# How to find a mathematical formula for these points?

1. Oct 12, 2008

### transgalactic

how to find a mathematical formula for these points??

i got these points for this function "b" :
b(0,0)=1
b(1,0)=3
b(1,1)=4
b(2,0)=8

b(0)=1
b(1)=2+1=3
b(2)=4+1+3=8

b(n)=2^n +b(0) +b(1) +b(2) +.. + b(n-2)+b(n-1)

b(n-1)=2^n +b(0) +b(1) +b(2) +.. + b(n-2)

b(n)=b(n-1)+b(n-1) =2*b(n-1)

which by the way is wrong because b(1) doesn't equal to 2* b(0)

b(n)=2*b(n-1)

how to transform it to the formula
b(n,c)=c+(n-2)*2^(n-1)

???

Last edited: Oct 12, 2008
2. Oct 12, 2008

### HallsofIvy

Staff Emeritus
Re: how to find a mathematical formula for these points??

You have both "b(0,0)" and "b(0)". Is b a function of one variable or two?

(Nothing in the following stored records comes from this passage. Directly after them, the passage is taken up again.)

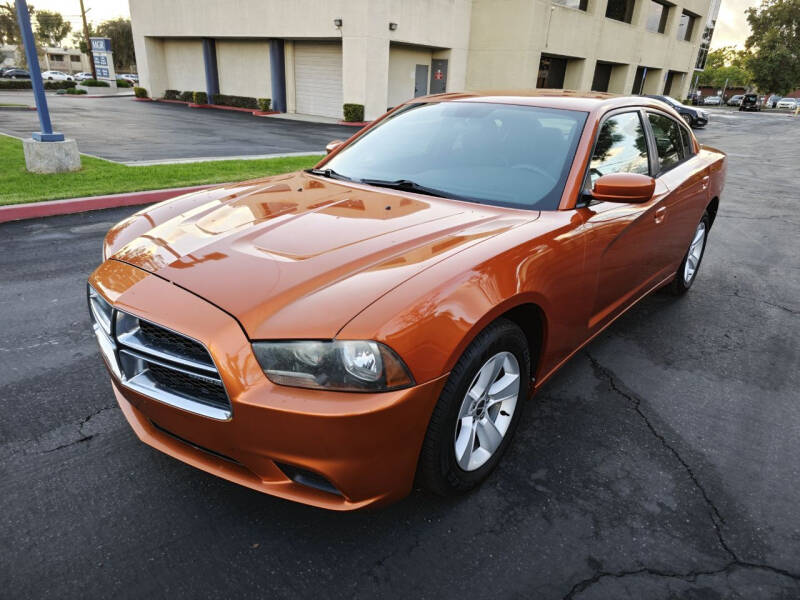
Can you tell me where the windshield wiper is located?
[306,169,355,181]
[361,179,454,200]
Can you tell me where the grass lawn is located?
[0,135,321,205]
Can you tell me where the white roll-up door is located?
[294,42,342,119]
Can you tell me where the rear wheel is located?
[418,319,530,495]
[670,212,711,296]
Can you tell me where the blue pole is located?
[17,0,64,142]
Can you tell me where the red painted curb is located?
[0,183,217,223]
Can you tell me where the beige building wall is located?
[163,40,206,92]
[130,0,711,119]
[216,40,272,98]
[388,45,431,106]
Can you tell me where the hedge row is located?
[0,79,76,90]
[160,90,272,112]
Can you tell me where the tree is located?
[745,0,800,94]
[0,2,36,67]
[95,18,136,68]
[36,10,72,47]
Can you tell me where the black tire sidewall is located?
[427,320,530,493]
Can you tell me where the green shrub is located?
[342,104,364,123]
[214,94,258,110]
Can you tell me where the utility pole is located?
[80,0,97,79]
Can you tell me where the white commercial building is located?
[130,0,713,119]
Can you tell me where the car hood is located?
[109,173,540,339]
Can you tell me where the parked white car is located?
[42,71,75,81]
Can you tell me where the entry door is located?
[431,58,447,94]
[414,65,428,98]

Are you just trying to find a function that fits the points (and if so which points: (0,0,0) or (0,0)?) or do you have some other reason to believe that 2^n comes into the equataion?

3. Oct 12, 2008

### transgalactic

Re: how to find a mathematical formula for these points??

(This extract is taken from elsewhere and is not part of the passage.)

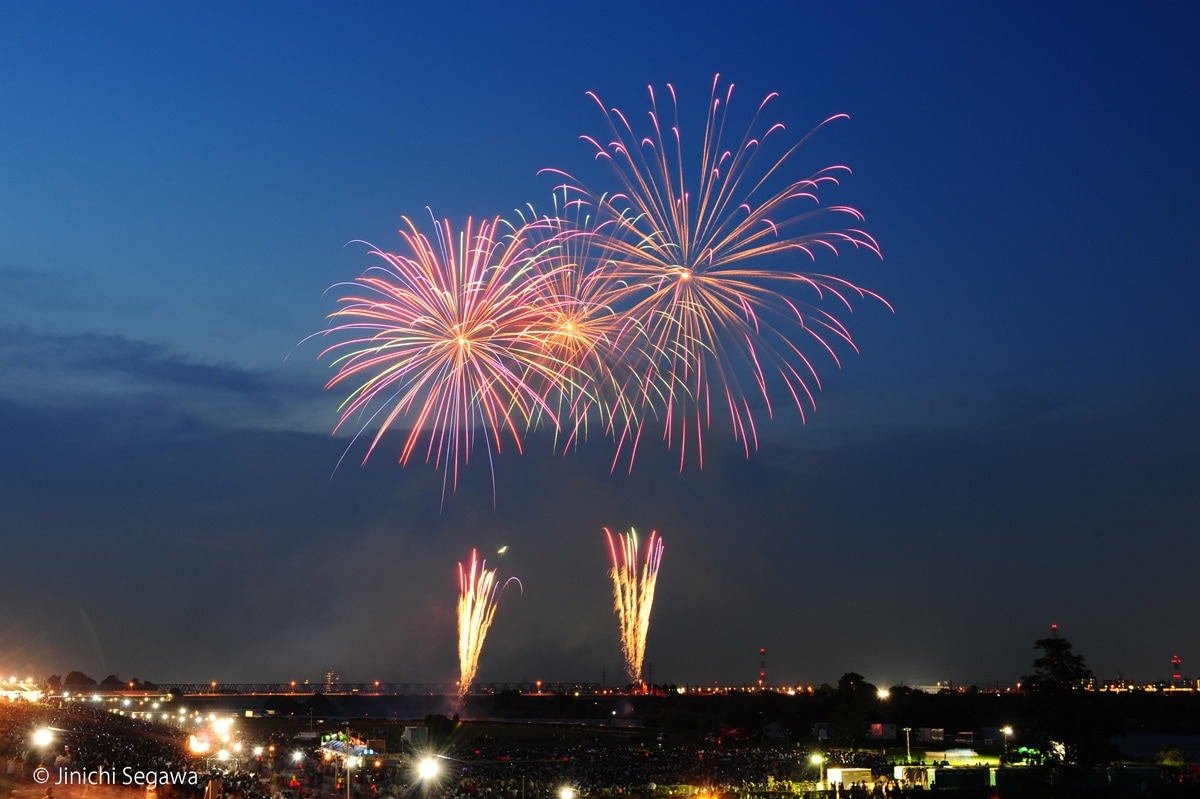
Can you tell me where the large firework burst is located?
[540,77,880,467]
[322,217,570,485]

every point ends with zero

b(0,0)=b(0)
b(1,0)=b(1)

the reason i put 2^n into the equation is

b(0)=1 b(0)=1
b(1)=2+1=3 b(1)=2+b(0)
b(2)=4+1+3=8 b(2)=4+b(0)+b(1)

so each ne member is the sum of the previous members and 2^n

unfortunately i dont know how build a standard formula from that series expression

b(n,c)=c+(n-2)*2^(n-1)

???

4. Oct 12, 2008

### HallsofIvy

Staff Emeritus
Re: how to find a mathematical formula for these points??

So this is NOT a problem of finding a formula that will give those points (there are an infinite number of formulas to fit any finite number of points) but of finding a "closed" formula for that iteration:
bn= 2n+ b0+ b1+ ...+ bn-1 with b0= 1.

5. Oct 12, 2008

### transgalactic

Re: how to find a mathematical formula for these points??

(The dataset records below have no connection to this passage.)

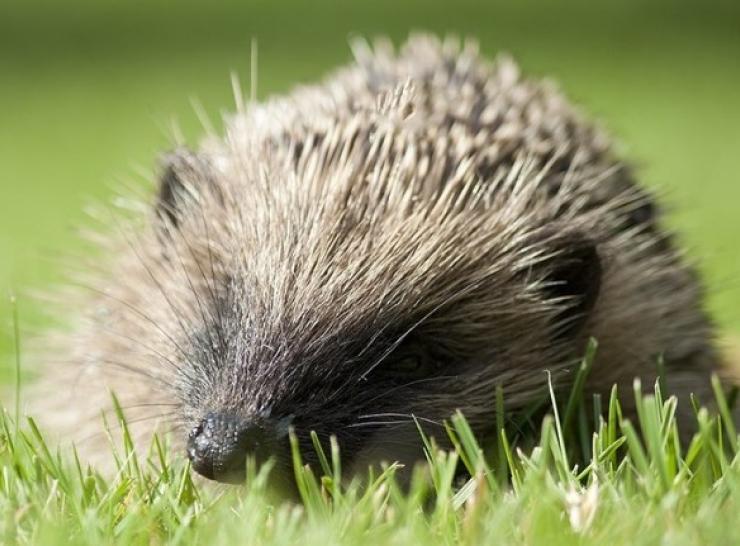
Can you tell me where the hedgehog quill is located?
[30,36,736,482]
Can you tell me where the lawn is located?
[0,0,740,545]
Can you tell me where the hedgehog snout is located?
[187,412,287,483]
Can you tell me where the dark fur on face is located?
[33,37,715,481]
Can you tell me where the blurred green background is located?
[0,0,740,374]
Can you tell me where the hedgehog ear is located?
[544,234,602,339]
[154,148,210,232]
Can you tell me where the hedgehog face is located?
[149,142,601,481]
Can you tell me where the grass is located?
[0,342,740,546]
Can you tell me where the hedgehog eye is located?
[388,350,436,378]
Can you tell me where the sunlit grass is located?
[0,347,740,546]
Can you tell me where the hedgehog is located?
[27,35,719,482]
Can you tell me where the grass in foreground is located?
[0,351,740,546]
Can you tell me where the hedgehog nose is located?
[187,413,277,483]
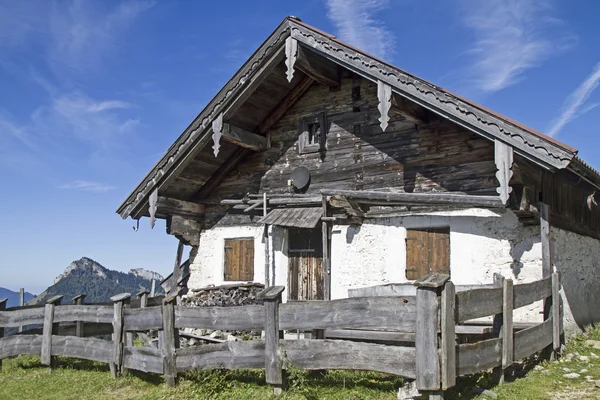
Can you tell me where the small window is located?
[298,112,327,154]
[406,228,450,280]
[224,238,254,282]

how do i find a "closed" formula for that iteration:
bn= 2n+ b0+ b1+ ...+ bn-1 with b0= 1.

so ill get

b(n)=(n-2)*2^(n-1)

??

Last edited: Oct 12, 2008
6. Oct 12, 2008

### transgalactic

Re: how to find a mathematical formula for these points??

i simplified it into
b(n)=2^(n-1) +2*b(n-1) b0=1

what to do now